This Issue: Trump says we need more workers, but CBO report shows the impacts of mass immigration on workers

Fri, Jan 17th

Last weekend, Pres. Trump told Fox News' Laura Ingraham that because of low unemployment, the United States needs more skilled foreign workers. Ingraham did a good job of pushing back against the notion, and our Eric Ruark helped back up her rebuttal in his recent blog: President Trump Is Wrong About Shortage of U.S. Tech Workers.

Coincidentally, the non-partisan Congressional Budget Office issued a report this week that concludes that while mass immigration increases overall economic output, it adversely affects the wages of workers who compete directly against new immigrants.

This is nothing new. Steve Camarota at the Center for Immigration Studies has been writing about this for years. In July 2019, Steve wrote in the National Review:

Wages have stagnated or declined for the less educated as well.
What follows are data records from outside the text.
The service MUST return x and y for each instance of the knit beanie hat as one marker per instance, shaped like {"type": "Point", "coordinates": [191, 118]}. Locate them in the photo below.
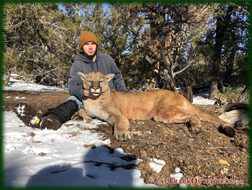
{"type": "Point", "coordinates": [87, 37]}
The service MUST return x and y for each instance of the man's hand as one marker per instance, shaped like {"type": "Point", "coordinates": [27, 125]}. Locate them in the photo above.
{"type": "Point", "coordinates": [88, 94]}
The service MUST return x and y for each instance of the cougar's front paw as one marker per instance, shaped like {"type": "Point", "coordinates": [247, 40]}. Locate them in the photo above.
{"type": "Point", "coordinates": [123, 135]}
{"type": "Point", "coordinates": [76, 117]}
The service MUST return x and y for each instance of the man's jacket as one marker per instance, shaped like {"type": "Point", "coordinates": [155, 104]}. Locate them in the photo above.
{"type": "Point", "coordinates": [103, 63]}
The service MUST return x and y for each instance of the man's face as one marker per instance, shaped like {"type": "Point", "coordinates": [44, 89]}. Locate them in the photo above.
{"type": "Point", "coordinates": [89, 48]}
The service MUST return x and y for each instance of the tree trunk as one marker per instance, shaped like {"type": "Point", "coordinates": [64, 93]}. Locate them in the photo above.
{"type": "Point", "coordinates": [213, 89]}
{"type": "Point", "coordinates": [244, 97]}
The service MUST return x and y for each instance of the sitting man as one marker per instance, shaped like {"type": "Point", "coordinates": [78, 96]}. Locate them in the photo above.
{"type": "Point", "coordinates": [89, 59]}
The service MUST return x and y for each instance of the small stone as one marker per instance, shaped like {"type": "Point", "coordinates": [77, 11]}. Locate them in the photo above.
{"type": "Point", "coordinates": [224, 171]}
{"type": "Point", "coordinates": [223, 162]}
{"type": "Point", "coordinates": [143, 154]}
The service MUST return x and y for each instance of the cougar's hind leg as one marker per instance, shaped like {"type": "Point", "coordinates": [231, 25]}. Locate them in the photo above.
{"type": "Point", "coordinates": [121, 126]}
{"type": "Point", "coordinates": [179, 115]}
Pew Research reports that since 2000, the bottom quarter of earners saw just a 4.3 percent real-wage increase -- equivalent to an annual raise of just 0.2 percent...

"Census Bureau data from the first quarter of 2019 show that 5 million adult immigrants without a bachelor's degree have been allowed to settle in the country just since 2010."
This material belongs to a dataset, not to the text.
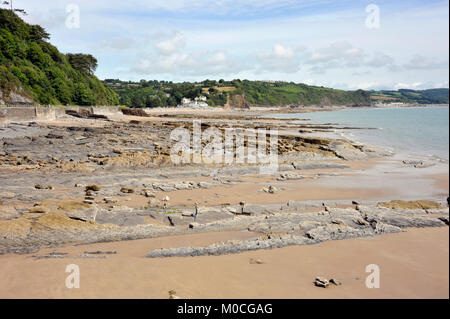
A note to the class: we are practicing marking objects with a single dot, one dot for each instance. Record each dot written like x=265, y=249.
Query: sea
x=422, y=131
In 2016, the National Academy of Sciences also studied the economic impacts of mass immigration and found that immigration hurts workers who are most likely to compete directly with new immigrants.
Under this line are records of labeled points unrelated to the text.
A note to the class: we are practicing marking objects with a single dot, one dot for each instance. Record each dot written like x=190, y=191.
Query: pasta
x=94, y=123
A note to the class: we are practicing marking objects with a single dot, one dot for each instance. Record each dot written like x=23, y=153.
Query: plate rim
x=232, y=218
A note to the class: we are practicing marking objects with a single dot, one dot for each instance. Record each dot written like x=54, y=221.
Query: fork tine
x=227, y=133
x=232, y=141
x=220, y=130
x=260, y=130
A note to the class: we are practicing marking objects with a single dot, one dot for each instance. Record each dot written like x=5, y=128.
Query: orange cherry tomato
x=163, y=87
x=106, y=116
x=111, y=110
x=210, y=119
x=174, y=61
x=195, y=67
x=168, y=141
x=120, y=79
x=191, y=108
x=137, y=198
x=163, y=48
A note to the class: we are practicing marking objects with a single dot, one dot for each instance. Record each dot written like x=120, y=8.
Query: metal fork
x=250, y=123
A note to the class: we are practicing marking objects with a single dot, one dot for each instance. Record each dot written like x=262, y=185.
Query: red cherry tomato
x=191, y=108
"To the extent that negative wage effects are found, prior immigrants -- who are often the closest substitutes for new immigrants -- are most likely to experience them, followed by native-born high-school dropouts, who share job qualifications similar to the large share of low-skilled workers among immigrants to the United States."

Government data show that native-born high-school dropouts of working age are disproportionately minority Americans.

Pres. Trump has shown some understanding of how low-skilled mass immigration negatively affects American workers and the taxpayers who subsidize the public services used by low-wage immigrants and the education of their children. Unfortunately, he, like many Republicans, believes the problem is not mass immigration. Instead, he believes the problem is with the skill level of new immigrants, which is why his Administration supports keeping legal immigration at historically high levels, but shifting to a merit-based system.

This is where this week's CBO report misses the mark. It reinforces what we already know -- current immigration harms native-born low-skilled workers who compete directly with new immigrants, but it doesn't tell us how shifting from mostly low-skilled to mostly high-skilled immigration would impact American workers.

We've seen story after story about how the H-1B high-skilled guest worker program has stagnated wages for tech workers and forced older American workers out of work, but there's been little examination (aside from CIS) into how dramatically increasing the number of skilled foreign workers would further harm American workers and the American students who might aspire to those occupations.

Should the Trump Administration push legislation that creates a merit-based system, but keeps legal immigration levels at 1.1 million a year, it would be helpful if the CBO looked into the future impacts of such a plan.